Smaller PRs = Less code = Easier/Faster process of finding the error = Lower MTTR

12. Change Failure Rate (CFR)​​

Graph displaying Change Failure Rate (CFR) over time, indicating an average rate of 10.74% with fluctuations across Weeks 6 to 16.

Change Failure Rate (CFR) tracks the percentage of releases that result in failures. While there isn’t an out-of-the-box Jira metric for CFR–as opposed to LinearB–a good substitute is to look at the % of tickets in a sprint that are in “Production” or “Done” states that are later moved to the “Reopened” state. By minimizing CFR, teams can improve deployment reliability and reduce rework.


How to Use Jira Metrics for Enhanced Developer Productivity

Using a combination of these Jira metrics enables engineering teams to identify areas for process improvement. Metrics like cycle time, lead time for changes, and CFR offer actionable insights to streamline development and deliver high-quality code faster. These Agile software development metrics are invaluable for leaders who aim to make data-driven decisions and ensure predictable project delivery.

However, it’s important to keep in mind that Jira metrics aren’t a panacea when it comes to measuring and working to improve your team’s performance. As you’ve seen, managers and even developers often misuse some metrics.
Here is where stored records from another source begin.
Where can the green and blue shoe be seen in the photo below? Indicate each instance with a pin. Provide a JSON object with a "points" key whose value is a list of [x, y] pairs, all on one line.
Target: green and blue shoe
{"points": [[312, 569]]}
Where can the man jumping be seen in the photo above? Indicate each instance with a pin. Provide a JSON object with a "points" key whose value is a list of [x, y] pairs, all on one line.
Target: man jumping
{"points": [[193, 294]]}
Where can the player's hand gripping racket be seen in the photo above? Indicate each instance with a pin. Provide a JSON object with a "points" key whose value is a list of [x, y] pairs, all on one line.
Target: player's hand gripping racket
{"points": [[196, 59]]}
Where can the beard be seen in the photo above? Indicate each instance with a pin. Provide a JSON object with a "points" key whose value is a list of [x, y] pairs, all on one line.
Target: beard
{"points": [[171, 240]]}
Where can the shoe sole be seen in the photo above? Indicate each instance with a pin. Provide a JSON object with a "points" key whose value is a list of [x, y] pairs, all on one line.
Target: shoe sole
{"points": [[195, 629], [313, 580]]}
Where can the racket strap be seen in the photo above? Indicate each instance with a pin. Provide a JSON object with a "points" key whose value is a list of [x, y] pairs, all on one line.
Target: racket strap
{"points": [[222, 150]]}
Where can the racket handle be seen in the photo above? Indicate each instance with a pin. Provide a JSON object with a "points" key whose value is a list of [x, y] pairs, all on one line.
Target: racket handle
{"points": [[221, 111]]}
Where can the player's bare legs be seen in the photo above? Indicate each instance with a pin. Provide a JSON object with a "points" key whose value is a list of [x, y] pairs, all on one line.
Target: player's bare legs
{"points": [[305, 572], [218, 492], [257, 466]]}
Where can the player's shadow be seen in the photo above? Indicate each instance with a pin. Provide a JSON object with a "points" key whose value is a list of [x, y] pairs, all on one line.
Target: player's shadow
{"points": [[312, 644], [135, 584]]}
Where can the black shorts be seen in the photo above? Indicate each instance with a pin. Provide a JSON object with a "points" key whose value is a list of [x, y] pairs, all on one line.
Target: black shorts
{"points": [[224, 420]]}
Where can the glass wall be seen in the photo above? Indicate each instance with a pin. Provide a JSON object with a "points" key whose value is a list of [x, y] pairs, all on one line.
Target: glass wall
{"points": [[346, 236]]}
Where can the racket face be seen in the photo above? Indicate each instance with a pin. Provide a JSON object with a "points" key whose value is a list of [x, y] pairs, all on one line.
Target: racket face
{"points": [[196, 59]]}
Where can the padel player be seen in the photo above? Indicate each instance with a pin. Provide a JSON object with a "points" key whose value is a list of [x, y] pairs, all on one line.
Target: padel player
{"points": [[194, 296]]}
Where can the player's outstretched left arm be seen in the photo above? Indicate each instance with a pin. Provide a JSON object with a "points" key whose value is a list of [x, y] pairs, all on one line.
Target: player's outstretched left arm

That, in turn, might encourage developers to game the metrics, hurting team culture in the process.

Also, data from project management software like Jira can be inaccurate, and the picture you get from it might be lying to you.

Do you know what doesn’t lie? Your commits. Combining project data with statistics from your repository is a great way to maximize the benefits of your metrics–which is the inspiration for DevOps Research and Assessment (DORA) metrics. These four metrics are the closest the software development community has come to quantifying productivity. 

Conclusion

For engineering leaders focused on improving team efficiency, tracking the right Jira metrics is essential. Each of these metrics provides unique insights into team performance and productivity, helping teams deliver software predictably and with higher quality. LinearB’s SEI+ platform offers tools for integrating and automating these processes to streamline and enhance metric tracking, making it easier to maintain scalable and resilient engineering operations.